En sus últimos tramos, encandilado por esas lechosas extremidades y sobrellevando toscas comidas, se complace en el espejismo de volver a los orígenes, al Nirvana de las viandas, al florido y plácido antaño de la paradisíaca finca familiar. Es El sueño de Oblómov o el escapismo hacia el hipnótico terruño de la infancia.
Si bien el libro es una crítica de los privilegios de la nobleza que veía en el laburo un azote y otorgaba abolengo a la ineficiencia, la novela se supera a si misma por la intemporalidad del personaje. El oblomovismo resultaría un fenómeno social mezcla de inercia y rechazo del ajetreo, una maquinaria impulsada por una turbina estática.

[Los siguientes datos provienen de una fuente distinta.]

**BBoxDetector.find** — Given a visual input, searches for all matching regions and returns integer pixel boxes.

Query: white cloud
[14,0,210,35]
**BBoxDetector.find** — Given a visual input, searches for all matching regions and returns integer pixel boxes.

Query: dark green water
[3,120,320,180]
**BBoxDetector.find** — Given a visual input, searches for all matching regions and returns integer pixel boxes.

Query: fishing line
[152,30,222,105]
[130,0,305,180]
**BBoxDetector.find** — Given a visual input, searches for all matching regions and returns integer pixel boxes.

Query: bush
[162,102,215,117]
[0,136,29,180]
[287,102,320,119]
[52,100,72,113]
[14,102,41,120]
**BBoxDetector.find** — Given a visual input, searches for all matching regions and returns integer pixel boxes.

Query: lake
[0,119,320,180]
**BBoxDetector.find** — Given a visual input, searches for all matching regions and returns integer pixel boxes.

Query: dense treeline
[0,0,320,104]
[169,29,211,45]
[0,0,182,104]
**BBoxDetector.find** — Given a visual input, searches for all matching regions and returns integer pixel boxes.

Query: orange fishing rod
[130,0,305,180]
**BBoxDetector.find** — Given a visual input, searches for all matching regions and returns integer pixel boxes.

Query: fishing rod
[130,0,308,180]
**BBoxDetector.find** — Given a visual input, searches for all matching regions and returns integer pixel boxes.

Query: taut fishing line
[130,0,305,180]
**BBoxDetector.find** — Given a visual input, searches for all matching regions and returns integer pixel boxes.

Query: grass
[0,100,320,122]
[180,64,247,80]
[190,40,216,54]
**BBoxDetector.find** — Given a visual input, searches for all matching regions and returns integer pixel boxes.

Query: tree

René Descartes estimaba que la razón o buen sentido es lo mejor repartido en el mundo pues nadie se queja de la porción recibida. De la ociosidad podría decirse que sus cultores desean recuperar el paraíso perdido, la cervantina y dichosa época anterior a lo tuyo y mío; todo era común y para el sustento sólo se requería alzar la mano y tomarlo de la pródiga naturaleza.
Hoy, cautivos del celular, asediados por el deber-ser-productivo vivimos de prisa, resueltos a llegar primero donde sea. Y a quienes presumieran que el tiempo libre es un preciado bien soñando con Marcel Duchamp que algún día sea posible vivir sin tener la obligación de trabajar, se les notificará puritanamente que el ocio es la raíz de todos los vicios.
Mas, Gardel, desde las canyengues orillas del tango propone sin rubor.
Rechiflate del laburo, no trabajes pa los ranas,
tirate a muerto y vivila como la vive un bacán,
cuídate del surmenage, dejate de hacer macanas,
dormila en colchón de plumas y morfala con champán.
La fiaca o el San Lunes, son ingredientes sureños de este síndrome que podría traducirse en algo así como ver pasar las horas cual canastos vacíos sin preocuparse ni por broma de llenarlos. Perturbación del ánimo sin remedio infalible, abochorna a quienes sucumben a su hechizo con el rótulo de incapaces para aportar a la prosperidad y florecimiento social, u otras chispeantes cantigas.
Sin embargo, pese a la mala prensa de este diamantino haragán o espléndida nulidad en cuya constelación los relojes siempre marcan la hora de dormir o del recreo, es grato abandonarse oblomovianamente al desgano, especialmente en mañanas de otoño o invierno. Desde nuestras entretelas su displicencia ¿benigna o maligna? pareciera sugerirnos:
¡No dejes para mañana lo que puedes hacer … pasado mañana!